Amid criticism and violence the first balanced views about the Pope's speech appear

Former Iranian President Khatami and current Indonesian President Susilo warn against jumping to conclusions.

Rome (AsiaNews) – Former Iranian President Mohammad Khatami said the full text of the Pope speech in Regensburg should be read before making any comments on its contents.

"I hope that the reports in this regard are misinterpreted as such remarks [as reported in the press] are usually made by uninformed and fanatic people but my impression of the pope was rather an educated and patient man," Khatami said after his return to Tehran from a two-week visit to the United States.

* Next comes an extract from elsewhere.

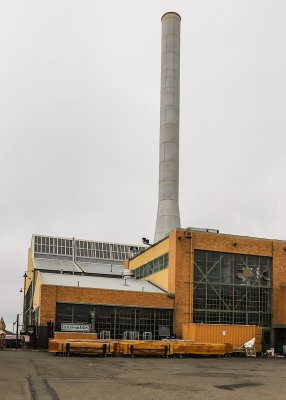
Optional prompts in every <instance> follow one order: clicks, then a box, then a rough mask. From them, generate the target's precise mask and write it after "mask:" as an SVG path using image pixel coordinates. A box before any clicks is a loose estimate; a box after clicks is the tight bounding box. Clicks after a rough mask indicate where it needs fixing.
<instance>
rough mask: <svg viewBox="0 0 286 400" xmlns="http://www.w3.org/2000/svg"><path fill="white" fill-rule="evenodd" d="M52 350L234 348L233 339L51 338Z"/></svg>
mask: <svg viewBox="0 0 286 400" xmlns="http://www.w3.org/2000/svg"><path fill="white" fill-rule="evenodd" d="M49 352H50V353H56V354H64V355H70V354H91V355H92V354H98V355H115V354H119V355H124V356H131V357H134V356H135V355H140V356H143V355H144V356H146V355H152V356H156V355H157V356H164V357H169V356H172V355H179V356H181V355H190V354H200V355H224V354H230V353H232V352H233V346H232V344H229V343H220V344H213V343H196V342H193V341H184V340H170V341H168V340H162V341H160V340H145V341H144V340H88V339H86V340H78V339H66V340H63V339H50V340H49Z"/></svg>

Khatami's is the first balanced statement to come out of the Muslim world with regard to the Pope's remarks about statements made by Manuel II Palaiologos, who said that the "new things" brought by Islam are only evil things.

Today during the Angelus, Benedict XVI again insisted that the Byzantine emperor's words do not reflect his views.

As made clear in yesterday's press release by the Vatican Secretary of State Cardinal Tarcisio Bertone, the text of the Pope's proclusion (inaugural address) shows that the Pontiff only wanted to express his "rejection of the religious motivation for violence, from whatever side it may come".

So far reactions in the Muslim world, which have ranged from outrage and criticism to violence, have been based solely on media excerpts. There are not as yet any translations of the Pope's speech into Arabic or any Eastern languages.

Like Iran's Khatami, Indonesian President Susilo Bambang Yudhoyono has also been more balanced in his reaction. Speaking from Havana (Cuba) where he is attending a summit of non-aligned countries, he said that "Indonesian Muslims should have wisdom, patience, and self-restraint to address this sensitive issue. . . . We need them so that harmony among people is not at stake".

Susilo, who presides over the fate of the largest Muslim country in the world, urged the Holy See to "be very quick to respond this very sensitive issue by issuing some corrections and constructive gestures that would decrease tension" between Muslims and Christians.

In the meantime protests and violence continue in some parts of the Muslim world. Some 200 Iranian clerics and seminary students gathered on Sunday in Qom, 135 kilometres south of the capital Tehran, to protest against what they called anti-Islamic remarks by Pope Benedict XVI. In protest against the pope's remarks, the country's clergy seminary centre said all seminaries throughout the country would be closed on Sunday.

In the West Bank two churches suffered damages when stones and Molotov cocktails were thrown at them.